There are some things I dare say we at Covenant are already feeling angry about. It’s not just out of charity that we work at food banks, service in soup kitchens, plant and harvest potatoes for those in need. We do these things because something stirs us to action; because we see the injustice of a world where some people have more than their fill while others starve, we see this and we want to turn over some tables.
This spark of anger towards injustice can drive us to do even more. When Jesus enters the Temple, he clears out individual money-lenders and merchants, but he isn’t here for just these particular individuals. Jesus is concerned with the whole Temple system. When he speaks about the Temple, those around him believe he is speaking about the building they see. Instead, Jesus is speaking about his body, a new Temple and with it a new way of thinking about God, a new way of worshiping: a new, more just way. Jesus’ righteous anger leads him to speak and act out against both the symptoms—the merchants and moneychangers—and the cause of injustice—a religious institution that demands money and costly sacrifices for access to God’s presence. At the very beginning of his ministry, Jesus is letting all know—even if they don’t yet understand—that his kingdom is coming.
This spark of anger towards injustice drives us to serve; it also drives us to speak out and stand out. Speak out against the policies and politics that keep some fed and others hungry; speak out against the consumption of the few to the detriment of the many; stand out as those trouble makers who just can’t leave well enough alone because we know a world in which each day, over 26,000 children under the age of 5 die from preventable diseases, with malnutrition contributing to at least half of those deaths, that this world is not “well” at all.

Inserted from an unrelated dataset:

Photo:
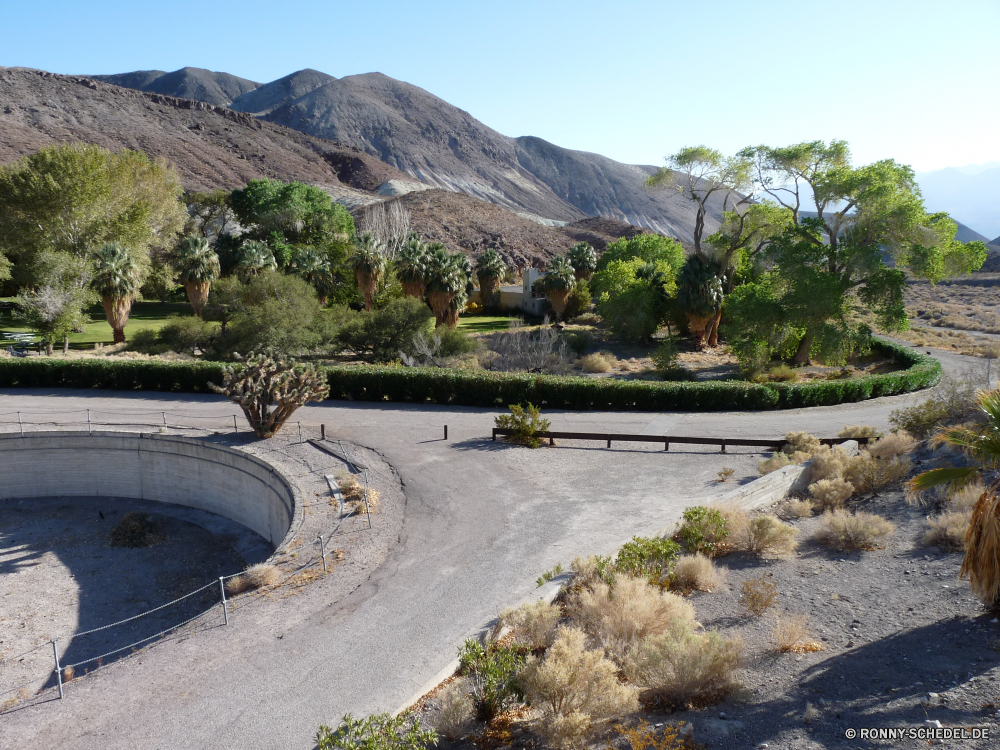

As the body of Christ we strive to look at the world through the God’s eyes. See beauty in what the world calls ugly. See hope where the world proclaims only despair. See someone worthy of love in one the world says to hate. We also see injustice where the world proclaims fairness. See chains where the world assures us all are free. We see tables that need to be overturned where the world sees a chance to profit.
As the body of Christ, we speak out when others won’t, stand up when others can’t, stop denying the things that make God angry and answer when we are called by God to act. We write letters, we call our congresspersons, we reorient our own choices toward God’s justice. Stirred by God’s righteous anger, we reach out to this broken world, offering new ways of living and being, offering new hope and possibility, offering the love of the God we know in Christ, the God who is gracious and merciful, is slow to anger and is abounding in steadfast love. Amen.